At the moment, we already participate in two fairs in New York, as well as onein Miami, which is held by the National Union of Antique Dealers in February. It is most likely we will participate in a fourth fair in the United States very soon. In terms of our participation in these types of fairs, we’re actually one of the more underrepresented galleries since we only take part in Masterpiece in London, and Pad in Paris. We’ve also stopped participating in the Biennale, having hosted exhibitions there for the past 25 years.
Is your decision to open galleries abroad based more on your taste for adventure or economics?
Our decision is predominantly based on moral obligation. Anyone representing artists must not confine them to a discrete and modest success, even if they would be satisfied with doing so. I fin, in fact, that this is generally one of the weaknesses with French galleries. Without intending to cause offence to anyone, I believe that my fellow French gallerists don’t have the physical or moral drive, or the means – or they don’t give the means necessary – to promote artists outside of France.
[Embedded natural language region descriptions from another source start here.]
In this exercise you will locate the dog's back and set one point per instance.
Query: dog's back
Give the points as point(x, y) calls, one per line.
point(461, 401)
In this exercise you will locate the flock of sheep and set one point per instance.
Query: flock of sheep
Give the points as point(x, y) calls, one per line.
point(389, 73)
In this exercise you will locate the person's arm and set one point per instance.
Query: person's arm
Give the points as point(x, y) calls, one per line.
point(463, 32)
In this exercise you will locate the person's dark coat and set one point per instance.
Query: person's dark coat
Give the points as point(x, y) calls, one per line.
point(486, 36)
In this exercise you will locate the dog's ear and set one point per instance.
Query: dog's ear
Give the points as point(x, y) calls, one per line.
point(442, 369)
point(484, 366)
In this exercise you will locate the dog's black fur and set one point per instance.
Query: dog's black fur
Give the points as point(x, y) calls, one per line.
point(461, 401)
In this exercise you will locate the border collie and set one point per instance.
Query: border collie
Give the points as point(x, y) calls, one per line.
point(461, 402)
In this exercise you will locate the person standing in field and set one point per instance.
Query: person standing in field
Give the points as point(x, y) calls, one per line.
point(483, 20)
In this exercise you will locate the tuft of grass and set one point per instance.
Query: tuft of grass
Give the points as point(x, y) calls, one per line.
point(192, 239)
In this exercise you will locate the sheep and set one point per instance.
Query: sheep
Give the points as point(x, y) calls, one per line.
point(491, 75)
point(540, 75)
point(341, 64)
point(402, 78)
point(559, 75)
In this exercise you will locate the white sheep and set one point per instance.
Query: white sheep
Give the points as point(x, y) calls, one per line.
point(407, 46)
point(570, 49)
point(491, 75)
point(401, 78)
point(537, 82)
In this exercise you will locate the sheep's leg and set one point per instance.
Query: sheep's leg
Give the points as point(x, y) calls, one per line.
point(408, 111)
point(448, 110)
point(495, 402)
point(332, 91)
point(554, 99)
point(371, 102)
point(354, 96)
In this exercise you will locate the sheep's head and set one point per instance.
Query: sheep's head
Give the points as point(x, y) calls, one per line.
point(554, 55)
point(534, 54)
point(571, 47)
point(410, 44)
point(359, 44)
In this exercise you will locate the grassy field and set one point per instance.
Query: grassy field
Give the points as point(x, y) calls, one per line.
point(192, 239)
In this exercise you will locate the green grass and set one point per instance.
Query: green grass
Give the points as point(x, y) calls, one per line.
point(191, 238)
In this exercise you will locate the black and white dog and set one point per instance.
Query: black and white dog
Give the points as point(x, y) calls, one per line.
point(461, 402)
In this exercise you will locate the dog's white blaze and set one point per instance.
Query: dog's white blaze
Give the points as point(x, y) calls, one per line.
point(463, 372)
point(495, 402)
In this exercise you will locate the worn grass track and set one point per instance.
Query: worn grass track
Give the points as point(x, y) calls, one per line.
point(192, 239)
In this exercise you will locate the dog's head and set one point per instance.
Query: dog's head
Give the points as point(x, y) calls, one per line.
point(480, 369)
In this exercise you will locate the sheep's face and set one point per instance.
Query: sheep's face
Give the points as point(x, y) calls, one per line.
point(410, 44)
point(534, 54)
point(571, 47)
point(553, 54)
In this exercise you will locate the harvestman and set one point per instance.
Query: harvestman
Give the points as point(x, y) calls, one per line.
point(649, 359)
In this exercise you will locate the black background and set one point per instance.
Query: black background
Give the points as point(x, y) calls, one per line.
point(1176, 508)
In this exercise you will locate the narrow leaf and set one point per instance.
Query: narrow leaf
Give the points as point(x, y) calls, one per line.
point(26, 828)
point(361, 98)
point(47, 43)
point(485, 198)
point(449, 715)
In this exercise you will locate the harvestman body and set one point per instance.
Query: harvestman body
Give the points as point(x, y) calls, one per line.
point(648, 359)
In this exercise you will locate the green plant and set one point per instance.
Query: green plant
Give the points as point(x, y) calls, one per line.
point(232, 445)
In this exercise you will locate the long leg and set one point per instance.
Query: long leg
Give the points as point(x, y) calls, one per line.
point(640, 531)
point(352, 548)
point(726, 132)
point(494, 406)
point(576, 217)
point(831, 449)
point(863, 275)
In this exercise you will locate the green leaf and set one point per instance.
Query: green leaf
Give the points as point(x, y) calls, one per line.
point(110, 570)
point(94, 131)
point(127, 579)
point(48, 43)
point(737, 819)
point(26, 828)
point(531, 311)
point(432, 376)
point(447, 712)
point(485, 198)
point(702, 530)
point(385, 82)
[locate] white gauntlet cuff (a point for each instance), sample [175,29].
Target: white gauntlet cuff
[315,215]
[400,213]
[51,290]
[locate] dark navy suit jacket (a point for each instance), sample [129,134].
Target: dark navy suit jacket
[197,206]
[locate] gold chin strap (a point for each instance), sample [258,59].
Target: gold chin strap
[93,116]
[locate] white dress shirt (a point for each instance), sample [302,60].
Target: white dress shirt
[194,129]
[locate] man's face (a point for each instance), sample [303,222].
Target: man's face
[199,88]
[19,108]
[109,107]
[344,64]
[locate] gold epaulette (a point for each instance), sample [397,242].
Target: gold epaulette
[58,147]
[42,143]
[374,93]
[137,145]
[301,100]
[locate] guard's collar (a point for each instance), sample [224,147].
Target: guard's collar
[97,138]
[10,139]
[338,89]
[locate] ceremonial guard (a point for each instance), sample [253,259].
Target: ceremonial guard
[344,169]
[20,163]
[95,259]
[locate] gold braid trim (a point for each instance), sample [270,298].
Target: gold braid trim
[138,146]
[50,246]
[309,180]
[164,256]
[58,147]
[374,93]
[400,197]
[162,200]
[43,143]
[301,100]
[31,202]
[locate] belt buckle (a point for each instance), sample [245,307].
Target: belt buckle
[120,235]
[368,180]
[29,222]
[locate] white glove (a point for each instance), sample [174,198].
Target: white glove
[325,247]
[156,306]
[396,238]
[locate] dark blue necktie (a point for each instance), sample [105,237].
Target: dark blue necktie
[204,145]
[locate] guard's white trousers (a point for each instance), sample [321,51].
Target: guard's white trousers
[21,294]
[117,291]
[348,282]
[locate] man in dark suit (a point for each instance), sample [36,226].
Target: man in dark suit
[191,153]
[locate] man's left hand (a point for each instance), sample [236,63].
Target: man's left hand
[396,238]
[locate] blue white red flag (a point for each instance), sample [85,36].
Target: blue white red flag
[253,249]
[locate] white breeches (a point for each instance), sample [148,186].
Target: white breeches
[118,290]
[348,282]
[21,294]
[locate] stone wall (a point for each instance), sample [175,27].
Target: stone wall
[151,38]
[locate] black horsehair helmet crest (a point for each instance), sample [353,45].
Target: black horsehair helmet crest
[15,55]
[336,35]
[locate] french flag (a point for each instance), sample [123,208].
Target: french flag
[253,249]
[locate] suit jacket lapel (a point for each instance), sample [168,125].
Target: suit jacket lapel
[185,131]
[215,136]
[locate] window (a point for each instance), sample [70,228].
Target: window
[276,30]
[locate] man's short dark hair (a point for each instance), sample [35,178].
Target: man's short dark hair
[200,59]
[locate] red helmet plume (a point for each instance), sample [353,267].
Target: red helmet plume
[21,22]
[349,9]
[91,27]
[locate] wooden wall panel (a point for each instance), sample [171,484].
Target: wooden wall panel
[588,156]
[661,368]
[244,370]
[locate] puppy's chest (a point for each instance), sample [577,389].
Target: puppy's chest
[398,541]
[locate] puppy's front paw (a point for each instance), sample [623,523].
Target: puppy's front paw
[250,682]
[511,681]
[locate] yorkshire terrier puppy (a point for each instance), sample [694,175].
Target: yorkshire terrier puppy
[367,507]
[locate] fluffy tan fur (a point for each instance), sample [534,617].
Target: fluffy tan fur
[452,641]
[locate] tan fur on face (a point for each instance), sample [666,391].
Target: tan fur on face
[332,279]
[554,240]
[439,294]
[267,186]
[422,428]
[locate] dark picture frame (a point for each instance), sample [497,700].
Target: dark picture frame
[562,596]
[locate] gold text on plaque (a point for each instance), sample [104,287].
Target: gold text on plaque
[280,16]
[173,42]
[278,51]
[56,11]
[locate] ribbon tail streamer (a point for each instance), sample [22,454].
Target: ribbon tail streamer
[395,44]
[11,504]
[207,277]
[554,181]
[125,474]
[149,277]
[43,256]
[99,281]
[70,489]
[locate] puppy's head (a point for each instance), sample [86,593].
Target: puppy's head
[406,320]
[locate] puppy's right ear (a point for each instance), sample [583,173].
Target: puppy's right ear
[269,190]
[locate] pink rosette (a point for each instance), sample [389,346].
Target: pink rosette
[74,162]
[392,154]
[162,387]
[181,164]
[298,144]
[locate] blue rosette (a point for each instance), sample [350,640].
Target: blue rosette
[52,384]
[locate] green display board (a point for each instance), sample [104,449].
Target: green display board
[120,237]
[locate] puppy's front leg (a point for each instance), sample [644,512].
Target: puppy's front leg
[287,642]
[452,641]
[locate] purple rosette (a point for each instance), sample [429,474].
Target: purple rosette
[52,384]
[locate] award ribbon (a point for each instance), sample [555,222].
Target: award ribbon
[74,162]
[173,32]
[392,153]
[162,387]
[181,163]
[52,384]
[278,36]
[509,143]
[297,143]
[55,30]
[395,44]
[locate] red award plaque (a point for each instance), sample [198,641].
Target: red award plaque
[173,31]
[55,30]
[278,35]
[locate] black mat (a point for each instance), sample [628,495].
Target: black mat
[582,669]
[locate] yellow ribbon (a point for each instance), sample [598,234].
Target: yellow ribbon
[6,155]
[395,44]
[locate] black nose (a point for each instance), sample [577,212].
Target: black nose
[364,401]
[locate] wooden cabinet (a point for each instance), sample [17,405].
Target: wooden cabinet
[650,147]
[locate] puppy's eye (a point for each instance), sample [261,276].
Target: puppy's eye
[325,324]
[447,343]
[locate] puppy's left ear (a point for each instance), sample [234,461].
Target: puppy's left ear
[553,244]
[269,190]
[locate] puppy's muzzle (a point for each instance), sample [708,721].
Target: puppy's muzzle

Many of them simply don’t have the bilingualism which is absolutely necessary for this activity.
Apart from that, when you’re a gallery specialising in sculpture and you start to work with original editions produced by contemporary artists, there’s an obligation to spread their works, to help them conquer the art market. The French market can be easily saturated with a dozen artists producing three to four works per year.
Another important point is – the adventurous side of our work is very exciting! I started this adventure with my wife over thirty years ago, in 1982, while she was working as a model for Yves Saint Laurent -but she had the same love for art as me. Her assistance was very crucial to the success of our venturess. It was a great adventure that became a family business, with our children deciding to join us. My son Dorian is in New York, and my daughter Roxane will take on France and Asia. As my wife died fifteen days ago, and considering the fact that we started this adventure together, we three have decided to pursue it as far as we can, in her memory
How do you manage your three galleries?
First of all, we have a very competent and efficient staff, with Ms Yuxin Zheng in Shanghai and Mr Frank Laverdin in New York. We delegate some projects to some of our local staff, but our global policy, in terms of supervision and management, as well as our regular work, is under my sole direction. As with most galleries and because of our choice of artists, our way of operating is so personal that I cannot help but fully involve myself in our activities.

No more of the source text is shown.